An actual anthill and a home design based on anthill form.
There is the truth of nature—the way its matter functions, the laws of biology and physics—and then there are the ideas we ascribe to it. We will defend the pristine landscape against development, but will fight like hell to eradicated the infectious disease. "It is in some sense 'natural' that very large numbers of human beings should die from epidemic disease each year, and yet this does not prevent the vast majority of people—to say nothing of the entire infrastructure of modern medicine—from trying to resist that fate," Cronon writes.
And what of farming? Manipulating the earth to realize crops is not "natural" in the purest human definition. Farming is a human invention.
In truth, nature is not this pristine, undisturbed state that exists in perfect balance save the meddling interference of man. Nature is both the truth of pure matter and how it functions and the ideas man brings to it. Again from Cronon:
"Yosemite is a real place in nature—but its venerated state as a sacred landscape and national symbol is very much a human invention.

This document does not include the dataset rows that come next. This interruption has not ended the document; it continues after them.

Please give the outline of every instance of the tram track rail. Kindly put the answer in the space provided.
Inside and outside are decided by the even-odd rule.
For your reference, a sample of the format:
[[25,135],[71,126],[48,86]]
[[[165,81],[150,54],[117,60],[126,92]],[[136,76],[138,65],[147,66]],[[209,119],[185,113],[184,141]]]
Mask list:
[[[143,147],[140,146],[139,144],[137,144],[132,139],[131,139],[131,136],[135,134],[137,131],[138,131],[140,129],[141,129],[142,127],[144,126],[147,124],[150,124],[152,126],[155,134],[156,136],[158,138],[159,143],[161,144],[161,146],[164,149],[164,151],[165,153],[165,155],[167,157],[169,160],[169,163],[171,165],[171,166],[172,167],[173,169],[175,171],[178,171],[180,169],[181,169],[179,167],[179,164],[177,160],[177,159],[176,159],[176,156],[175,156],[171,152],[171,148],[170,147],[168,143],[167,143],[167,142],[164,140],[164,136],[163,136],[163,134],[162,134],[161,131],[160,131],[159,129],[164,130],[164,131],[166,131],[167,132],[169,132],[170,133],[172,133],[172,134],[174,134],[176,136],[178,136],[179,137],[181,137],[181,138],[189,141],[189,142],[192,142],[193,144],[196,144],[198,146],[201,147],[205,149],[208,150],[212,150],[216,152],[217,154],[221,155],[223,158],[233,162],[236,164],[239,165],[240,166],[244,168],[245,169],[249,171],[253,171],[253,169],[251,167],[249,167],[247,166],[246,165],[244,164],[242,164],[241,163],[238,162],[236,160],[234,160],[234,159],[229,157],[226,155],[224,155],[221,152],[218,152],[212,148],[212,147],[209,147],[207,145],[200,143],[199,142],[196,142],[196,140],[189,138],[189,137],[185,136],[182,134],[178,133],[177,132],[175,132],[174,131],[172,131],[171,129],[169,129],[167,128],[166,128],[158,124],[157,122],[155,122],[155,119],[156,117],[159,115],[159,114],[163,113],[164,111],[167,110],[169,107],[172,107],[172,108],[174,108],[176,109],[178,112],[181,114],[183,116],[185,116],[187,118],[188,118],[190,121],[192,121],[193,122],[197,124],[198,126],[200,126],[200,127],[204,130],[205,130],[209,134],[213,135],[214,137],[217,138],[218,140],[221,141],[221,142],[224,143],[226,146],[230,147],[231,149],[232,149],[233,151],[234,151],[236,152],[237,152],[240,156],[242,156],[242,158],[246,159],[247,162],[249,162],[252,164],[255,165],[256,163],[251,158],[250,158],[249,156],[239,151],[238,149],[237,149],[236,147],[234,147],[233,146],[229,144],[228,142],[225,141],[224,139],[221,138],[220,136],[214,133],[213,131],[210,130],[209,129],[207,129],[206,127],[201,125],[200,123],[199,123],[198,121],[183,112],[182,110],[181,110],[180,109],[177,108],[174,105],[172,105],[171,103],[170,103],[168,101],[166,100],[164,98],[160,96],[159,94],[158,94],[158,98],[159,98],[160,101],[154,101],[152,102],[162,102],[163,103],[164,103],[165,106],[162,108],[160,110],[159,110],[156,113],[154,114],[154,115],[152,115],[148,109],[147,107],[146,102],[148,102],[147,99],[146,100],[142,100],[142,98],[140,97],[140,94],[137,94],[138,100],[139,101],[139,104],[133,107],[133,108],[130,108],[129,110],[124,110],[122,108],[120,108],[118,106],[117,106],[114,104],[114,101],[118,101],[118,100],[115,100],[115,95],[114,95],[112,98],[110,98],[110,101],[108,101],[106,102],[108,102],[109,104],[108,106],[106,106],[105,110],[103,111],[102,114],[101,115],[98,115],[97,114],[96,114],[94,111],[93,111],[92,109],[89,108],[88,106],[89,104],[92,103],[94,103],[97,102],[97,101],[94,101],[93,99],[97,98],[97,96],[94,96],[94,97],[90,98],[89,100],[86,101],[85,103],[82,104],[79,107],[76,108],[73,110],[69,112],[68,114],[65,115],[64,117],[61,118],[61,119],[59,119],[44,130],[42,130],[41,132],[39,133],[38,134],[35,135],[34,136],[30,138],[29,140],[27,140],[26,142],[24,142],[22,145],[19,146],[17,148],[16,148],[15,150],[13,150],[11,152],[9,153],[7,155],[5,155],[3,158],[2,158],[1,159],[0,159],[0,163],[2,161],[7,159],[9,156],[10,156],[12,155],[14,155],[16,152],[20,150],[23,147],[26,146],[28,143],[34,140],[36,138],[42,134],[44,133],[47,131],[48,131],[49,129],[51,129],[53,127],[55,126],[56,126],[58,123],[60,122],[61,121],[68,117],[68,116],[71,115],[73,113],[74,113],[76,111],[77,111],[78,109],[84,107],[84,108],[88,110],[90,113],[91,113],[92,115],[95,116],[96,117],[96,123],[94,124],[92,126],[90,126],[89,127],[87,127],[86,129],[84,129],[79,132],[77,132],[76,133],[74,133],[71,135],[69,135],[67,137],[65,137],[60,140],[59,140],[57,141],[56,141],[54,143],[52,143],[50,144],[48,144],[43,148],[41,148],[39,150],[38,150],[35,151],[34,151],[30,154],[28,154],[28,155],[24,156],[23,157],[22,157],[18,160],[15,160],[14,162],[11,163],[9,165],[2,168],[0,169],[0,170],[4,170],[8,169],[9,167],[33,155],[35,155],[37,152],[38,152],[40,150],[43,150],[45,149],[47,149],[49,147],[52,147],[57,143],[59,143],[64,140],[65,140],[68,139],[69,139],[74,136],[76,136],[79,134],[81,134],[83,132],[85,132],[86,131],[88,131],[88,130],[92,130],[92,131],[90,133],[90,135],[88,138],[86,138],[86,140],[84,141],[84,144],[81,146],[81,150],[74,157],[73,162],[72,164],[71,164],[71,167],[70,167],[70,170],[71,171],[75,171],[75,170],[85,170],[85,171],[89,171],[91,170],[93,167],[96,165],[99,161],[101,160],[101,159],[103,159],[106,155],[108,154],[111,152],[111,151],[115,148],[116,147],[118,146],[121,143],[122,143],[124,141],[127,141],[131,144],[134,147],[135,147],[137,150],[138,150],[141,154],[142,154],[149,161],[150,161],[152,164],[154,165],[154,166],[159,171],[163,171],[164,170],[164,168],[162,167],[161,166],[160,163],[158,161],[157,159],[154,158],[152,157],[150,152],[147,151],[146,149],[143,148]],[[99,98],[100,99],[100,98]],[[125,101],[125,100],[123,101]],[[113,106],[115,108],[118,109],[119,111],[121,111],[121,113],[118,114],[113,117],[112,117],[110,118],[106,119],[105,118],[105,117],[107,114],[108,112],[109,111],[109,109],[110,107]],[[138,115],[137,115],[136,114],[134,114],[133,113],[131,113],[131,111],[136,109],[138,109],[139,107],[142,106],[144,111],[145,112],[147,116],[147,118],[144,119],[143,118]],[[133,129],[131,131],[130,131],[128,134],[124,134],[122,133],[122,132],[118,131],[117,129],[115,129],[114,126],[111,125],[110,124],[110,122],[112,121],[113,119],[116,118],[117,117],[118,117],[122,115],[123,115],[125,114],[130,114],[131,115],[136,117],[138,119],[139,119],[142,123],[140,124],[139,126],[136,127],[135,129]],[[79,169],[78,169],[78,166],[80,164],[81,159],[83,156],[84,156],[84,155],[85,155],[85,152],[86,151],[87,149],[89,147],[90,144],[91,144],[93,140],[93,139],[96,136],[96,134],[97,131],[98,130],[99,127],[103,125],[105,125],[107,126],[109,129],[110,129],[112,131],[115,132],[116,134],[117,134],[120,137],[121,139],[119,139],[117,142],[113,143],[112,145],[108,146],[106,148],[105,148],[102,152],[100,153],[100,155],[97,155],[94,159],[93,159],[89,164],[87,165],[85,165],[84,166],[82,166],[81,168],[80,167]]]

The objects one can buy in stores like The Nature Company certainly exist in nature—but that does not begin to explain how they came to inhabit some of the most upscale malls in modern America. The bomb that exploded over Hiroshima could hardly have been more material, expressing as it did some of the most fundamental laws of matter—and yet it also could not possibly have existed without the human ideas that describe those laws and applied them to this very particular piece of technology, to say nothing of the use to which that technology was put."
Like the bomb, we can manipulate matter and ignore its consequences (global warming). We can proselytize the pristine at the expense of finding true solutions to the state of the natural world today (dogmatic preservation and environmentalism). Or we can decide to question our concepts of nature and work towards a better, more clear-eyed future based on both human reason and natural process.